RWKV Language Model
www.rwkv.comRWKV (Receptance Weighted Key Value) is an open-source language-model architecture that combines the parallel training efficiency of Transformers with the low-inference-cost, constant-memory behaviour of RNNs. This entry lists the current RWKV ecosystem, centred on version 7 of the model family.
Core artefacts include:
(1) RWKV-LM – the main training framework and ongoing research branch;
(2) RWKV App – cross-platform (Android, iOS, Windows, macOS, Linux) consumer interface for local inference;
(3) Albatross – a highly-optimised inference engine that reaches >10 000 tokens s⁻¹ on an RTX 5090 for a 7-billion-parameter fp16 model at batch-size 960;
(4) RWKV-Runner – desktop GUI that exposes a REST/HTTP API;
(5) two PyPI packages: the reference implementation (slower, for compatibility) and a performance-oriented variant;
(6) RWKV-PEFT – parameter-efficient fine-tuning library that allows 7 B-parameter adaptation on a single GPU with only 9 GB VRAM;
(7) RWKV-server – WebGPU-based inference server supporting NVIDIA, AMD and Intel GPUs with quantisation formats nf4/int8/fp16.

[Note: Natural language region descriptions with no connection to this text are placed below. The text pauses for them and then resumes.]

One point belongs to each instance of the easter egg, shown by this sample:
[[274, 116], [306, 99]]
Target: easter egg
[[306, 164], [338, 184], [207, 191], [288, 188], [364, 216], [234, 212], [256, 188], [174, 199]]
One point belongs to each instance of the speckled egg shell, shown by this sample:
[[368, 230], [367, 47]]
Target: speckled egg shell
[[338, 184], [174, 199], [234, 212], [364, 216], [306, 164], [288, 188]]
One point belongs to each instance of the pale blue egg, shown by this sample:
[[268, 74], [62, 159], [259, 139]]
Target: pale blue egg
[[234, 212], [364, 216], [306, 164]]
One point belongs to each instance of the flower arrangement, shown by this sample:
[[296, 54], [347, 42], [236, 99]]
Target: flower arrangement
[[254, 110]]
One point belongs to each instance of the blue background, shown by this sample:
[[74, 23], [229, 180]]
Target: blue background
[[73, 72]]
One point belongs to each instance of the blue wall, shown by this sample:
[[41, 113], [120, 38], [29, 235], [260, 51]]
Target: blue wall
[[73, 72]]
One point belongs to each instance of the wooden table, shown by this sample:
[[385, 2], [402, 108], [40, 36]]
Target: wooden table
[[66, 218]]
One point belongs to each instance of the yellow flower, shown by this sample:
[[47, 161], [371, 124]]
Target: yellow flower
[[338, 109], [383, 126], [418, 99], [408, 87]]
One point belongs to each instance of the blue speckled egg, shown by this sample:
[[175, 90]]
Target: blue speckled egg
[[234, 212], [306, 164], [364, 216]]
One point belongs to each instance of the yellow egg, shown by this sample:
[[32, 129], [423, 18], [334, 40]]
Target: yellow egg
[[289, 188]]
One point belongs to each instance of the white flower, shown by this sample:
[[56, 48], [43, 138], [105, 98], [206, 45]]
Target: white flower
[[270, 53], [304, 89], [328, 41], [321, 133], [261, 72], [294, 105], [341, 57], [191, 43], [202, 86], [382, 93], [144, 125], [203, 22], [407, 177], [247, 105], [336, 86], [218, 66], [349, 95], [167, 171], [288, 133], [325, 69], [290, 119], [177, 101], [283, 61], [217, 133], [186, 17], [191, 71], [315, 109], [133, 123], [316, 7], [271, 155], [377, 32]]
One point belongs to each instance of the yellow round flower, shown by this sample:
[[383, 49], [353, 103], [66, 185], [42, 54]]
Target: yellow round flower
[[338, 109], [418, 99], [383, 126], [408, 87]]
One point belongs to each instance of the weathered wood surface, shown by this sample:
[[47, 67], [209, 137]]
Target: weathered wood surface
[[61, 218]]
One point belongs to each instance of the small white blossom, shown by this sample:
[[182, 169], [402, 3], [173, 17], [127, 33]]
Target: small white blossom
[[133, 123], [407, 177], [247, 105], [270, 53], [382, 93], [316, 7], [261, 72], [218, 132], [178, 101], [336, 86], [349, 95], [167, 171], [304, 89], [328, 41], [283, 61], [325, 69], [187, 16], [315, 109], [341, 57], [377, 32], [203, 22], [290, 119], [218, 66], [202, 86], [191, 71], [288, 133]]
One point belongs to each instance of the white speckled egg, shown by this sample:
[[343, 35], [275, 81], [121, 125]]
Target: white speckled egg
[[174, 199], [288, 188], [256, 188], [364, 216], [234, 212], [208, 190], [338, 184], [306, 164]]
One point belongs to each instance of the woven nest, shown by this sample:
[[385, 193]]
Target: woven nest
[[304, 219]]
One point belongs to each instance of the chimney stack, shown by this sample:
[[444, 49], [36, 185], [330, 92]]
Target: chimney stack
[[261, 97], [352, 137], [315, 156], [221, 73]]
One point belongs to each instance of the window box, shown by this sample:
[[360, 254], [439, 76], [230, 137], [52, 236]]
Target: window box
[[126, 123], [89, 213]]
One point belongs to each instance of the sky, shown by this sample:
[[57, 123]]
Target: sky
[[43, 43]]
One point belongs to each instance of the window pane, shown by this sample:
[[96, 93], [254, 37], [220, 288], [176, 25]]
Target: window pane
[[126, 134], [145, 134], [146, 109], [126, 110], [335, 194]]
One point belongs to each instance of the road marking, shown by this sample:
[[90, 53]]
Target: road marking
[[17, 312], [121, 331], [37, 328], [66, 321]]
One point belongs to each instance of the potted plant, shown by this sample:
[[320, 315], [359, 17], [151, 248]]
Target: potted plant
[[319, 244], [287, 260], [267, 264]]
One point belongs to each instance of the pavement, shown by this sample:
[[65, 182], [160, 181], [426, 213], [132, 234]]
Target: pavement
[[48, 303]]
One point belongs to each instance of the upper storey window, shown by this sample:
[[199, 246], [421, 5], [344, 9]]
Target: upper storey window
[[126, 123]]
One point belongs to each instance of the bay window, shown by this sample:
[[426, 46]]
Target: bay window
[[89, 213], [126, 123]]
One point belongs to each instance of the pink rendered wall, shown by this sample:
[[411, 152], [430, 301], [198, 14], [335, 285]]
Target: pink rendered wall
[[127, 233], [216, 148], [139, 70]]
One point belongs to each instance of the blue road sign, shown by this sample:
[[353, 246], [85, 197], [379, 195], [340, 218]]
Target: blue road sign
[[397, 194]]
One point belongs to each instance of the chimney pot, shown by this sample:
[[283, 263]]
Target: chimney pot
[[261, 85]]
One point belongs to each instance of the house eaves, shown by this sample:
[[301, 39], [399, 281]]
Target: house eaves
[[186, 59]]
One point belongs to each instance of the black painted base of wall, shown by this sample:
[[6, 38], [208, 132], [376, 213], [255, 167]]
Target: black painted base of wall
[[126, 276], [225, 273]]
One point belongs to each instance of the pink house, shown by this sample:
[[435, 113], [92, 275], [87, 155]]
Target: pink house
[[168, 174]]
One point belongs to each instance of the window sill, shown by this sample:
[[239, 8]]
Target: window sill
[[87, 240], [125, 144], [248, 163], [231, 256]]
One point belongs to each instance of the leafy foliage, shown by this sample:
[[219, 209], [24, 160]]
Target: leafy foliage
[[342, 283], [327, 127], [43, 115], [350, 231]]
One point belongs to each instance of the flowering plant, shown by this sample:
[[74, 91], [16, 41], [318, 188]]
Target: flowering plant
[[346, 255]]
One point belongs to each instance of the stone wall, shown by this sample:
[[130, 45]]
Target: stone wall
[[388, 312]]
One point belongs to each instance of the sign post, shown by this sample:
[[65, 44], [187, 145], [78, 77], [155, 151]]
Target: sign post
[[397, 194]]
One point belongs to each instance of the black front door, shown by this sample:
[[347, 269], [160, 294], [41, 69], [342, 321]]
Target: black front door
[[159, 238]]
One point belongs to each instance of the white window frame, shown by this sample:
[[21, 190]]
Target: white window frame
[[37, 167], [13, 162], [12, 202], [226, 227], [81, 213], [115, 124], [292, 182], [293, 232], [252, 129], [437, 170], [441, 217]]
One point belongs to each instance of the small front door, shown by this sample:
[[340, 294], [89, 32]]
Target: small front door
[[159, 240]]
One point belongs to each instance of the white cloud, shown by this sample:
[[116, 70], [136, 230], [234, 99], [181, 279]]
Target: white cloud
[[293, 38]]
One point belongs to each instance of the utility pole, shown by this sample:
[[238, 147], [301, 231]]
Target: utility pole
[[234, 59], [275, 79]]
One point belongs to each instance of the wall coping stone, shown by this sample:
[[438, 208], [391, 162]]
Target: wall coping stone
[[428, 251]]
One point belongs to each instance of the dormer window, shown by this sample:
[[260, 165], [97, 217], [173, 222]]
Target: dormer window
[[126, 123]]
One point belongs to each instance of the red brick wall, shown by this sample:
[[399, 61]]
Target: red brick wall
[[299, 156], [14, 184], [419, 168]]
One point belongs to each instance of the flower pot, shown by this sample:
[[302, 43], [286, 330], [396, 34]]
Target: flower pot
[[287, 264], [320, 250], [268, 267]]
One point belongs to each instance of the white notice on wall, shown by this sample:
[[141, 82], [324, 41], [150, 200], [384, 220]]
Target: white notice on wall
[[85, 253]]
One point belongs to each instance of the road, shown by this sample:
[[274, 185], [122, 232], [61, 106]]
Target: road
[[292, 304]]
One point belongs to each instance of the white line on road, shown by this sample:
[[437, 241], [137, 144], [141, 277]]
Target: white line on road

Model weights are distributed in three flavours: raw RWKV-7 checkpoints, GGUF format for llama.cpp-style loaders, and Ollama-ready GGUF bundles. Academic references, a community wiki (AI-generated but human-curated) chronicling architectural evolution from v1 to v7, and links to over 600 third-party projects complete the landscape. The combined tooling aims to make RWKV-7 competitive with mainstream Transformer models while offering linear-time generation, modest RAM usage and frictionless local deployment on consumer hardware.